Subdominant parasite-derived epitopes are not recognized by CD8⁺ T cells in infected TSKB20/18 Tg mice. (A, B) Cumulative data from peptide-stimulated splenocytes from naive and acutely (A) or naive and chronically infected (B) WT or TSKB20/18 Tg mice. CD8⁺ CD4⁻ gated events were assessed for IFN-γ staining after 5 h of incubation with 1 μM indicated peptide alone or indicated combined peptide pool. Data are representative of 5 acute-phase experiments at 18 to 21 days postinfection (n = 11 to 17 mice per infected group) and 4 chronic-phase experiments at 238 to 338 days postinfection (n = 11 to 13 mice per infected group). Filled gray bars are uninfected naive mice, filled black bars are WT, and open bars are TSKB20/18 Tg.
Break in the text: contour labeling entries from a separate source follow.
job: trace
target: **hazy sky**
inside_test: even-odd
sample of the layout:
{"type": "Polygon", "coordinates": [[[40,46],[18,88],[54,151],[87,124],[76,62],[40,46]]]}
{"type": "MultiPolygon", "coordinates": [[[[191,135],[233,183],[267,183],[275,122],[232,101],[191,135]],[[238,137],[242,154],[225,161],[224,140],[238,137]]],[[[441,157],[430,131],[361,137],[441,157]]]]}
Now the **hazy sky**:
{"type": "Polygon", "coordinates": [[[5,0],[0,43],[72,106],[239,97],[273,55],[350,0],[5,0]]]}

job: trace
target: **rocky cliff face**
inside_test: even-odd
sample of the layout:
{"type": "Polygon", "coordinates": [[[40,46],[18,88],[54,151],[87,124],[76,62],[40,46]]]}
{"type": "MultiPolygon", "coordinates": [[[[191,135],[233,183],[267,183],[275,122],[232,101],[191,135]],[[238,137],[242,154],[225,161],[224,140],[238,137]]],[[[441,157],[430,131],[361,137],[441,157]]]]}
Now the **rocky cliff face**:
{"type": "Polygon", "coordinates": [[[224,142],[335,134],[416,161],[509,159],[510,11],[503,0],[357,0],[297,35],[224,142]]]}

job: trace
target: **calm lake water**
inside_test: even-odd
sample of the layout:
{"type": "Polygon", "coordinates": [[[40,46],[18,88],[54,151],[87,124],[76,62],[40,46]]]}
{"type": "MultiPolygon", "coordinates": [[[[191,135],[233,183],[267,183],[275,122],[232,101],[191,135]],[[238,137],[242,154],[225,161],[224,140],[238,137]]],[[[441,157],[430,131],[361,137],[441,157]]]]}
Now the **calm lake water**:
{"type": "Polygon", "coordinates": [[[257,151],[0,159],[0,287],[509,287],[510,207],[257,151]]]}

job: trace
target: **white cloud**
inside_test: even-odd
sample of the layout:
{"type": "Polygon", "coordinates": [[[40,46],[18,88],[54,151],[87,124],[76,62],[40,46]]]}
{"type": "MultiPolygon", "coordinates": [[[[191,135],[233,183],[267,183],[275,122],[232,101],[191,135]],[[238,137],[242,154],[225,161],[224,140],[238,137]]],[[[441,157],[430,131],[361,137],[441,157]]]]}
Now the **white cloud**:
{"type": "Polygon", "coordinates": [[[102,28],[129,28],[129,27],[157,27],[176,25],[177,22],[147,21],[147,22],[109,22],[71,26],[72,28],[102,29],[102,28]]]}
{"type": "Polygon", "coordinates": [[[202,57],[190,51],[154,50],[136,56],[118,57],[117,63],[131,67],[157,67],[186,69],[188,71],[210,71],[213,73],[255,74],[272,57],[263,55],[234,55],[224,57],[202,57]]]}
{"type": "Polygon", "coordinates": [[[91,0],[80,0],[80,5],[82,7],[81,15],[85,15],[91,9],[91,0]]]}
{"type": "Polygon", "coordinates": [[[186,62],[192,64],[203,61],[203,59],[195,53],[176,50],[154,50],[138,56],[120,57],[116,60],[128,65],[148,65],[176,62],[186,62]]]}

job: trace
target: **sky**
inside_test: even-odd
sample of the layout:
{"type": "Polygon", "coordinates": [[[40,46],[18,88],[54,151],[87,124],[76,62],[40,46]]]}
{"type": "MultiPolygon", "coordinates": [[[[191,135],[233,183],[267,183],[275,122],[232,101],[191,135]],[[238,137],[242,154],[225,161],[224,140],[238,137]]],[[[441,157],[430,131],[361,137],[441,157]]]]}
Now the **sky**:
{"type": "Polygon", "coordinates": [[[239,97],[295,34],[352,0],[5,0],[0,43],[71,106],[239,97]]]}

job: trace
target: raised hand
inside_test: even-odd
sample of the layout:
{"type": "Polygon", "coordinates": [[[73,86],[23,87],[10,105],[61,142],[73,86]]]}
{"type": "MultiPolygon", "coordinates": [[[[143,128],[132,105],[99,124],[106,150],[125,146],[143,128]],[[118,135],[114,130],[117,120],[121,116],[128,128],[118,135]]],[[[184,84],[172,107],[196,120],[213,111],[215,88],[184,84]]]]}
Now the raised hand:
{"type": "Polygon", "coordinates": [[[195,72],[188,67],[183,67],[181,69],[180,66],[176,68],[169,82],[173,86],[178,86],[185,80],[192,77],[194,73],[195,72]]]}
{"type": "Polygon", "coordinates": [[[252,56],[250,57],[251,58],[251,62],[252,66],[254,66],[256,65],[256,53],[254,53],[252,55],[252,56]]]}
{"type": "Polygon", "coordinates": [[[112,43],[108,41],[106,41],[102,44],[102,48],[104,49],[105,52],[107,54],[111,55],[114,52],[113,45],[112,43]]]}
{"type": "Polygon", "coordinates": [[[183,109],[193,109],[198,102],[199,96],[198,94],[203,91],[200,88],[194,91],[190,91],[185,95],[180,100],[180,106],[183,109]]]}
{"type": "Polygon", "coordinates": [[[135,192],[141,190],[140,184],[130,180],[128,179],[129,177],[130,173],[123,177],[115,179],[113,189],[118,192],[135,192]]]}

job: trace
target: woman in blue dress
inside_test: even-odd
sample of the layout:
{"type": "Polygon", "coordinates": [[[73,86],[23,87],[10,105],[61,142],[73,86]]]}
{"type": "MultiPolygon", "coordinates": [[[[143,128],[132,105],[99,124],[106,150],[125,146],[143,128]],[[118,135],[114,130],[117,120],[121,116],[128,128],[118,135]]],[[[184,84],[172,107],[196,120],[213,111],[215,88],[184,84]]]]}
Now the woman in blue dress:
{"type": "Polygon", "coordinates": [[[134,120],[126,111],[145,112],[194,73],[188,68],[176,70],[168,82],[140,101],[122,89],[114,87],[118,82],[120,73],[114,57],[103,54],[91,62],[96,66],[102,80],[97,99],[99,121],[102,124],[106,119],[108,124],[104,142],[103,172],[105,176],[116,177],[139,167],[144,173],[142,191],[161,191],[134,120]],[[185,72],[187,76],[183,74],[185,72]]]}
Data are means +SEM.

FIG 7

Engineered immunodominant SIINFEKL-specific response in the absence of TSKB20 and TSKB18 immunodominance. (A) Representative SIINFEKL/K^b-tetramer staining of splenocytes from naive or WT, TSKB20 Tg, TSKB18 Tg, or TSKB20/18 Tg mice infected with T. cruzi Brazil-OVA at 22 days postinfection. Histograms are gated on CD8⁺ CD4⁻, and the numbers indicate percentages of CD44^hi SIINFEKL/K^b+ of CD8⁺ cells. (B) The total number of SIINFEKL/K^b+ CD8⁺ T cells from spleens of naive or Brazil-OVA infected WT, TSKB20 Tg, TSKB18 Tg, and TSKB20/18 Tg mice at 21 to 22 days postinfection. Data are cumulative results from 2 experiments (n = 4 to 6 per infected group). (C) Total number of CD45.1+ OT-I cells from spleens of naive or Brazil-OVA-infected WT, TSKB20 Tg, TSKB18 Tg, and TSKB20/18 Tg mice at 21 days postinfection. All mice received 50 OT-I cells i.v. prior to infection. Several infected individuals did not have detectable OT-I cells and were omitted from the analysis. Data points in panels B, C, and E represent individual mice (squares are WT, up triangles are TSKB20 Tg, down triangles are TSKB18 Tg, diamonds are TSKB20/18 Tg, and circles are uninfected naive mice), and bars are means. (D) Proportion of OT-I (CD45.1⁺) CD8⁺ T cells stained positive for the indicated marker in response to 5 h SIINFEKL peptide stimulation from spleens of Brazil-OVA-infected mice at 21 days postinfection. Filled black bars are results for WT, forward-slashed bars for TSKB20 Tg, vertical-slashed bars for TSKB18 Tg, and open bars for TSKB20/18 Tg mice. Data in panels C and D are cumulative results for 2 experiments (n = 8 to 13 per infected group).